Tyler Cowen points today to an essay by Dean Ball about regulation of AI. Basically, Ball is afraid of endless upward ratcheting. A seemingly limited law—like California's, which proposes to regulate AI models that could produce WMDs and similar catastrophes—is likely to grow over time:
Let’s say that many parents start choosing to homeschool their children using AI, or send their kids to private schools that use AI to reduce the cost of education. Already, in some states, public school enrollment is declining, and some schools are even being closed. Some employees of the public school system will inevitably be let go. In most states, California included, public teachers’ unions are among the most powerful political actors, so we can reasonably assume that even the threat of this would be considered a five-alarm fire by many within the state’s political class.
....So perhaps you have an incentive, guided by legislators, the teachers’ unions, and other political actors, to take a look at this issue. They have many questions: are the models being used to educate children biased in some way? Do they comply with state curricular standards? What if a child asks the model how to make a bomb, or how to find adult content online?
Ball looks at this from a public choice framework: what are the regulators incentivized to do? Regulate! So they'll always be looking around for new stuff to tackle.

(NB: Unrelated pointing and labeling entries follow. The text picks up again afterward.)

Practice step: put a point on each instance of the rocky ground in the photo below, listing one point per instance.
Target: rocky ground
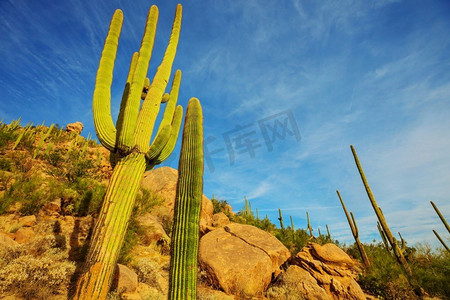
(236, 261)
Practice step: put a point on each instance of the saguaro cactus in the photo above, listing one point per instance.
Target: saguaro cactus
(398, 254)
(441, 240)
(440, 216)
(309, 226)
(129, 143)
(280, 218)
(185, 238)
(354, 228)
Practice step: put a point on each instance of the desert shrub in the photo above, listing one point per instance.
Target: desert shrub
(5, 164)
(34, 275)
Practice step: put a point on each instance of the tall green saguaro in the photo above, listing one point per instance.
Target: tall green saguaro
(185, 237)
(355, 232)
(129, 143)
(398, 253)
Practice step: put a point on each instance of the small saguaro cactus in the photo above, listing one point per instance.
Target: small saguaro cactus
(398, 254)
(129, 143)
(280, 218)
(42, 140)
(440, 216)
(383, 237)
(188, 201)
(355, 233)
(309, 226)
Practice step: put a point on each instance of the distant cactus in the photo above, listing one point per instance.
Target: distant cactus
(280, 218)
(328, 233)
(355, 233)
(398, 254)
(383, 237)
(309, 226)
(441, 240)
(43, 137)
(185, 237)
(440, 216)
(129, 143)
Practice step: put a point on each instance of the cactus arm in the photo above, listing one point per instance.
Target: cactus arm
(150, 106)
(281, 219)
(125, 139)
(354, 232)
(185, 238)
(165, 98)
(400, 258)
(104, 126)
(309, 225)
(126, 91)
(441, 240)
(171, 102)
(354, 224)
(440, 216)
(176, 124)
(159, 143)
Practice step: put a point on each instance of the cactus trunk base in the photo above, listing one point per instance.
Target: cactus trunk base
(111, 227)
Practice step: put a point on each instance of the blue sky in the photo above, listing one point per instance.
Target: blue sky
(375, 74)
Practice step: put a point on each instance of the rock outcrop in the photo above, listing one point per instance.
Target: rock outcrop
(320, 272)
(241, 259)
(76, 127)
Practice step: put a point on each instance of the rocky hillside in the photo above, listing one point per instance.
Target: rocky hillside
(51, 185)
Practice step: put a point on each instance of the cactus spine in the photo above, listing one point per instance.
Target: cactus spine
(280, 218)
(309, 226)
(185, 238)
(354, 228)
(440, 216)
(129, 143)
(398, 254)
(441, 240)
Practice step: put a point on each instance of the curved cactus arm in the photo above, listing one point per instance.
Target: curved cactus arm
(176, 124)
(171, 102)
(150, 106)
(185, 237)
(158, 144)
(126, 91)
(125, 140)
(165, 98)
(440, 216)
(354, 224)
(441, 240)
(104, 126)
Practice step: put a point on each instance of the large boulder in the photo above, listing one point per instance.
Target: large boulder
(320, 272)
(241, 259)
(76, 127)
(163, 181)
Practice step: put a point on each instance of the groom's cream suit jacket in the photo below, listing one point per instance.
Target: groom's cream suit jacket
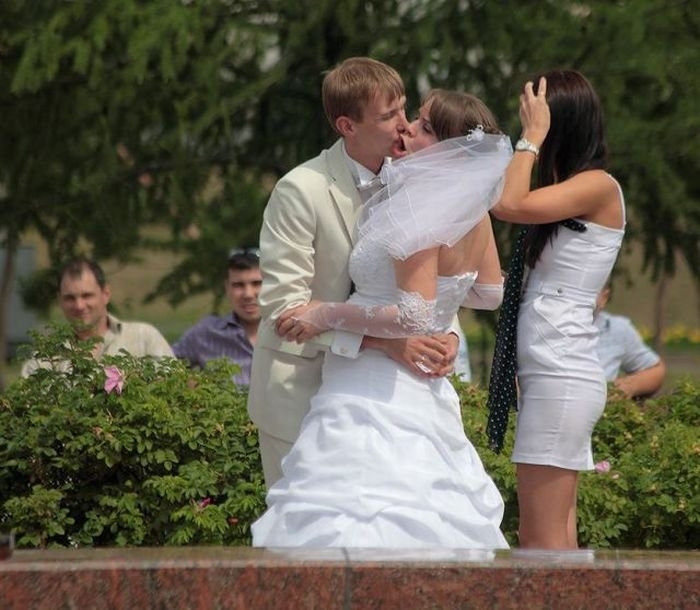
(305, 242)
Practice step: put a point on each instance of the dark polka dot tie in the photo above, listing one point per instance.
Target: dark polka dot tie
(503, 393)
(502, 390)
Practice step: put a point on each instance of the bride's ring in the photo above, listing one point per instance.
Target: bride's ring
(422, 367)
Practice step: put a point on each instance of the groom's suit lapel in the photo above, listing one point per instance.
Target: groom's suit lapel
(342, 190)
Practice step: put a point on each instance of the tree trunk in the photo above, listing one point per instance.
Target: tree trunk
(7, 279)
(659, 311)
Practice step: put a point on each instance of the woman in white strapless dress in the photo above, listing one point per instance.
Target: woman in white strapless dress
(382, 460)
(561, 382)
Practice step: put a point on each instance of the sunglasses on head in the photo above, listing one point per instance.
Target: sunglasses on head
(244, 252)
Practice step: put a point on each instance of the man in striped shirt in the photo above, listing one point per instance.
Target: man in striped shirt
(234, 335)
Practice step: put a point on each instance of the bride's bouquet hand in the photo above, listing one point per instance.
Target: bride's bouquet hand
(291, 327)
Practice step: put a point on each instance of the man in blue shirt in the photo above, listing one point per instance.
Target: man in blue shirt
(234, 335)
(628, 362)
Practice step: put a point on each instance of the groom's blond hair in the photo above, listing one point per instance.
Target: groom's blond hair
(354, 83)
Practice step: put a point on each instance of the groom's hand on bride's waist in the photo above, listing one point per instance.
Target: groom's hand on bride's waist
(424, 356)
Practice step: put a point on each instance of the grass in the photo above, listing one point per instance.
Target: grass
(633, 297)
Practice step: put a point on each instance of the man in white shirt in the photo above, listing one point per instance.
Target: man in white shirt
(307, 234)
(83, 295)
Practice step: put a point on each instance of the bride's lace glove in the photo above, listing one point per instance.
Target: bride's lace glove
(411, 315)
(484, 296)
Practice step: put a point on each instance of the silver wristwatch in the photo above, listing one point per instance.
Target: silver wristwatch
(523, 144)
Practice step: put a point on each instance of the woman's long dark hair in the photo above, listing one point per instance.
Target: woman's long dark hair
(575, 142)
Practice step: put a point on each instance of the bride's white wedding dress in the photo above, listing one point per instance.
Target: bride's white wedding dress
(382, 460)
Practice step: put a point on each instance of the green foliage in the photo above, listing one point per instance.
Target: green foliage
(650, 496)
(171, 460)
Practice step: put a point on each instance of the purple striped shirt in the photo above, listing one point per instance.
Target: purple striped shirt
(216, 337)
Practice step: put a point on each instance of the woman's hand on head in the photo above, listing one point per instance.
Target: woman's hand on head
(534, 112)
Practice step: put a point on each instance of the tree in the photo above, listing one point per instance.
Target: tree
(124, 113)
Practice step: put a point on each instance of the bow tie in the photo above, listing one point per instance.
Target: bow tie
(368, 189)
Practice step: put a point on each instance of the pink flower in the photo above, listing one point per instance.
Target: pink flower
(114, 381)
(602, 467)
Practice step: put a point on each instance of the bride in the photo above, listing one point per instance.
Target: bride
(382, 459)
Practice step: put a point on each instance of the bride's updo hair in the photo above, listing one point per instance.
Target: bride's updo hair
(455, 113)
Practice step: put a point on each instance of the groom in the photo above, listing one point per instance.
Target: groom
(313, 211)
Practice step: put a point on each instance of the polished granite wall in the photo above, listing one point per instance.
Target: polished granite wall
(245, 578)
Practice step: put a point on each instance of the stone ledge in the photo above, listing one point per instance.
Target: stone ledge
(240, 577)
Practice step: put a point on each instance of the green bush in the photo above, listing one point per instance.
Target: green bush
(172, 459)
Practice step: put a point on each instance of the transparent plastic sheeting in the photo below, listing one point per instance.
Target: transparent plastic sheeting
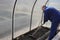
(22, 16)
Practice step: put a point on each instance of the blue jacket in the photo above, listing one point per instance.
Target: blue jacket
(54, 16)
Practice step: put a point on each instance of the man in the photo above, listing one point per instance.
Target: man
(54, 16)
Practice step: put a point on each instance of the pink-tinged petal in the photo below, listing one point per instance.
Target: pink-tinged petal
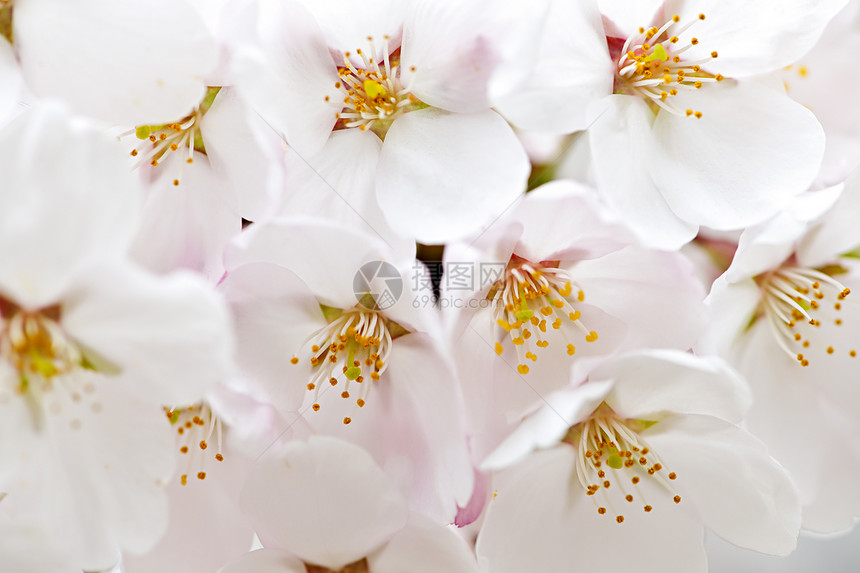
(651, 384)
(91, 54)
(339, 184)
(185, 226)
(326, 502)
(241, 148)
(452, 60)
(752, 150)
(571, 70)
(289, 78)
(733, 485)
(753, 38)
(767, 245)
(732, 306)
(347, 29)
(424, 546)
(57, 221)
(325, 254)
(206, 528)
(547, 426)
(620, 138)
(436, 182)
(644, 288)
(274, 314)
(169, 334)
(423, 382)
(266, 560)
(97, 472)
(837, 232)
(563, 220)
(541, 519)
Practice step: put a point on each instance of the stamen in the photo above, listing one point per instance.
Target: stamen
(650, 66)
(525, 299)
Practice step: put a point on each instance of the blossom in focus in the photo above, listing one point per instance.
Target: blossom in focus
(401, 74)
(785, 316)
(627, 470)
(681, 130)
(561, 285)
(323, 331)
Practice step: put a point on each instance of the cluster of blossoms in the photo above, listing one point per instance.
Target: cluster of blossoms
(301, 286)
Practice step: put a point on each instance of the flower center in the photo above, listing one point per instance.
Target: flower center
(526, 298)
(796, 302)
(355, 343)
(195, 426)
(651, 66)
(161, 140)
(610, 451)
(372, 88)
(48, 363)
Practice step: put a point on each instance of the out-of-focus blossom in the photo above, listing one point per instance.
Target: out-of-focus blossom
(631, 467)
(90, 345)
(785, 316)
(326, 506)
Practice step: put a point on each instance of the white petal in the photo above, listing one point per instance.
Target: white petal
(732, 306)
(836, 232)
(654, 383)
(274, 314)
(327, 260)
(737, 489)
(572, 70)
(620, 138)
(11, 80)
(267, 560)
(620, 281)
(185, 226)
(541, 519)
(125, 63)
(339, 184)
(326, 502)
(562, 220)
(56, 221)
(169, 334)
(754, 38)
(547, 426)
(436, 180)
(289, 76)
(424, 546)
(239, 146)
(347, 29)
(744, 159)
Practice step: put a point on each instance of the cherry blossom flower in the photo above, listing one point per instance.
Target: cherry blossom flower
(205, 173)
(326, 506)
(98, 65)
(415, 79)
(322, 333)
(90, 345)
(784, 315)
(682, 132)
(560, 285)
(631, 467)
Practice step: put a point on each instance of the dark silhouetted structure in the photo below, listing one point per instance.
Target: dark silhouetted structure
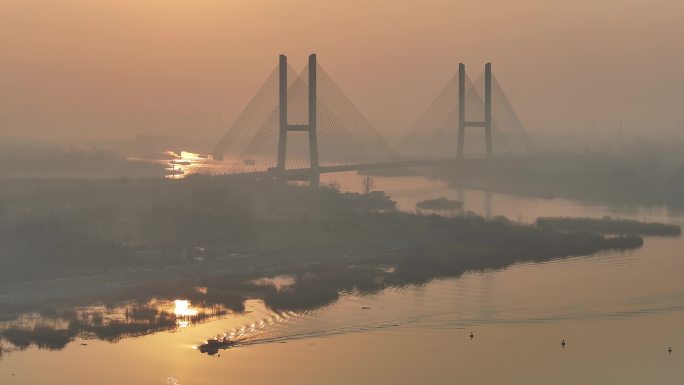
(285, 127)
(463, 123)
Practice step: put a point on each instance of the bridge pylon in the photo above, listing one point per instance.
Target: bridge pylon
(486, 123)
(285, 127)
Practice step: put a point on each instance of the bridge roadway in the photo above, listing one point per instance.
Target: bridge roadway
(305, 173)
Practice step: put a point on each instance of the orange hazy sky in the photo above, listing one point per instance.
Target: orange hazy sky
(116, 68)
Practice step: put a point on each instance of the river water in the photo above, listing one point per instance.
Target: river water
(617, 311)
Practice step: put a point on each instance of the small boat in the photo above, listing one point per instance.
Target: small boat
(213, 345)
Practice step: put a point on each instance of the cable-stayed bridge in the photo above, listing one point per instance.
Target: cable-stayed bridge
(301, 124)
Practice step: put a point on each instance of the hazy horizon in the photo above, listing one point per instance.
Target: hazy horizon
(115, 69)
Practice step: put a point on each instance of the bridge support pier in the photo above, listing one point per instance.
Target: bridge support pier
(310, 128)
(463, 123)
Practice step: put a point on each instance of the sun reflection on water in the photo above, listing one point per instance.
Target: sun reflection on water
(183, 311)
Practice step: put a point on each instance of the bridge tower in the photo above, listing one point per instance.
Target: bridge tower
(463, 123)
(285, 127)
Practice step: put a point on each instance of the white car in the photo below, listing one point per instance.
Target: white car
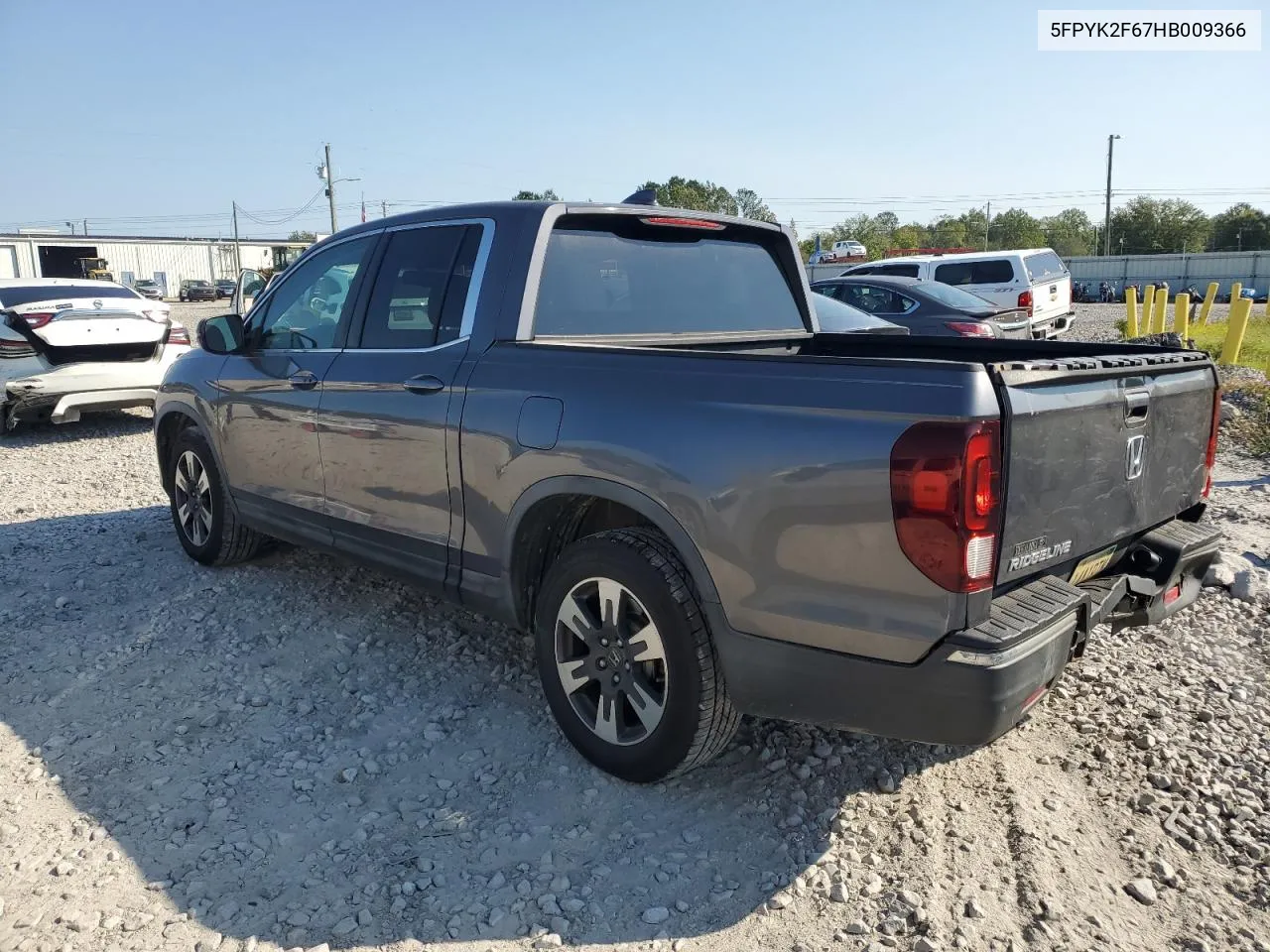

That's fine, but I don't think you need to bother with this framework. I know that most people still don't believe this, but AI is going to put lots of people out of work. Lots and lots. And when that happens, one of the responses is certain to be government bans on AIs performing certain tasks. After all, governments already do this, protecting favored industries with tariffs or licensing requirements or whatnot. How hard would it be to mandate the continued use of human doctors and human lawyers even if someday they aren't necessary? Those folks have more than enough political clout to get it done.
On the other hand, taxi drivers, say, don't have a lot of political clout. So driverless cars might well take over their jobs with no one willing to do anything about it. Sorry about that.
Any way you look at it, though, there's someday going to be lots of pressure to preserve jobs by regulating robots and AI. Maybe in ten years, maybe in five years, maybe tomorrow. But it's going to happen.